The latest “crisis” in the entertainment industry isn’t that Madanna’s gone cuckoo for Kabbalah or that Tom Cruise has turned in to a “Ron-droid” (a derisive term for a true believer in Scientology) but that Americans aren’t going to the movies as much as before.
It’s true that movies make as much money as ever, but that’s only because prices are so inflated for first-run flicks that even if fewer butts are in the seats, the money still rolls in. The trouble is that going to the movies has turned into an ordeal that is unpleasant from start to finish, and most of us, unless we’re masochists, want to avoid unpleasant things.
First off is the battle to get into the theater. Since “octoplexes” have replaced the old one-screen theater almost completely, you have to find out which movie you want to see and at what time, find a place to park and then go up to a bored teenager and speak your order into the microphone. Once you enter, you have to battle past oversize snack bars bearing overpriced food and drink, past videogames and screaming children, try to find a spot in the bathroom so you don’t have a triple red-alert during the film, and then find the theater.
Oh, stay with me. The fun is just beginning.
Then, when you finally sit down, hopefully after checking to see that there isn’t too much popcorn or gum on the floor or the seat, you have to hope that someone taller than you doesn’t sit in front of you.
All settled in? Good, now listen to music and watch the inane slides projected on the screen until it’s showtime.
Well, there’s a catch there, too. The time the newspaper has for the start of the picture finally arrives, the lights go down, and you get that dreaded message: “The following preview is for all audiences. The film advertised is rated PG-13.”
Fight your way through six or seven trailers for films that are most definitely not the next “Citizen Kane” but “a love story” or a remake of a remake of a remake, or a familiar title with a Roman numeral (and, maybe even worse, a colon) in the title, and you’re ready for the ads, and the long lead-in to the feature, and then, finally, the film itself.
The film and the departure from the theater are almost anticlimactic after what I’ve just described, and the idea that you’ve just blown $30 for two to see the movie has to gall you.
So it’s no wonder that many people are buying high-end video and sound equipment, and making their own homes into home theaters. Thanks to DVDs, TiVo and other innovations, one can sit home and watch films – and even pause them; try that in a theater when you have to “go” – without being bombarded with all sorts of junk. True, DVDs have ads – some of them “forced” – but you can at least get up and do something else while the teases play.
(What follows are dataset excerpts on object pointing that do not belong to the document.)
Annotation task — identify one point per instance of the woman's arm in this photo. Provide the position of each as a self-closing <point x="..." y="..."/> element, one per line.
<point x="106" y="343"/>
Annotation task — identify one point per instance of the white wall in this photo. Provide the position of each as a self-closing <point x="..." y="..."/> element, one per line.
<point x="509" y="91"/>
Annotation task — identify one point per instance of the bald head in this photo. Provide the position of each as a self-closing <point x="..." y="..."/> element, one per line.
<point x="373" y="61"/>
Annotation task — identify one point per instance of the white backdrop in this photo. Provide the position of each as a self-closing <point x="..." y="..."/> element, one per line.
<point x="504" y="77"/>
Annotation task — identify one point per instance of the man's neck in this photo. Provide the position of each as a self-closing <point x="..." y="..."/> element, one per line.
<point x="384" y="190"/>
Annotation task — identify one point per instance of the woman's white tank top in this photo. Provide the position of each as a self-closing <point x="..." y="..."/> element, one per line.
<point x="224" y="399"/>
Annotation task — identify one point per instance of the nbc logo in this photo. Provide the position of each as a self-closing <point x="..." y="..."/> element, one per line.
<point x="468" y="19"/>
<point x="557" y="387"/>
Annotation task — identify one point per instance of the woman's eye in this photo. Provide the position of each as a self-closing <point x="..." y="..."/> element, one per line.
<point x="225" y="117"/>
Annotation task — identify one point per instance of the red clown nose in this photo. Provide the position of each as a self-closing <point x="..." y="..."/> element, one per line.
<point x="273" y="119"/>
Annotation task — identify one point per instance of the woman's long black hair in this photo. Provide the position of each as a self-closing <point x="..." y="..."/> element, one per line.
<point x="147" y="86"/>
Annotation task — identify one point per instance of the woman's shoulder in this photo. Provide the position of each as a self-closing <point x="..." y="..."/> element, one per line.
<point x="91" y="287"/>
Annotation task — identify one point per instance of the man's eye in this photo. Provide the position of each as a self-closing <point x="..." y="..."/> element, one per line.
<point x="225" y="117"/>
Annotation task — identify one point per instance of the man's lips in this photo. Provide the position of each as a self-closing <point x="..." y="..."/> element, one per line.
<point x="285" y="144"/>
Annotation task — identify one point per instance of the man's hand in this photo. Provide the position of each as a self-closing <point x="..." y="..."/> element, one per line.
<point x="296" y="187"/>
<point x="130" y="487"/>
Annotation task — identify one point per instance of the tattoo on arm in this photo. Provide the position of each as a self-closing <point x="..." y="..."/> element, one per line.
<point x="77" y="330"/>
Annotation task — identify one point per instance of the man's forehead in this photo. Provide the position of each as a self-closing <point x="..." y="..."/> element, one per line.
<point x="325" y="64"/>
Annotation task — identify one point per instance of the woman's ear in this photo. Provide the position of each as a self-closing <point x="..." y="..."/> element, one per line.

If the above isn’t reason enough to give up on the movie experience, try this: Today’s movies are stinking up theaters. As I said before, Hollywood has sequel-itis and remake-itis, and insists on redoing or expanding on the same stories over and over.
At imdb.com, the Internet Movie Database, tops at the box office this week was “Charlie and the Chocolate Factory” (remake); “War of the Worlds” (remake); “Batman Begins” (prequel); “Herbie: Fully Loaded” (sequel); and “Bewitched” (remake of TV show).
Opening this week? “Bad News Bears” (remake). Coming soon? “The Dukes of Hazzard” (TV show) and “Deuce Bigelow: European Gigolo” (sequel).
OK, to be fair, there are other movies that aren’t retreads or whatever, but the movies are just not that inspiring anymore.
Vincent F. Safuto works for a newspaper in Florida, and occasionally turns up on his brother Robert’s podcasts.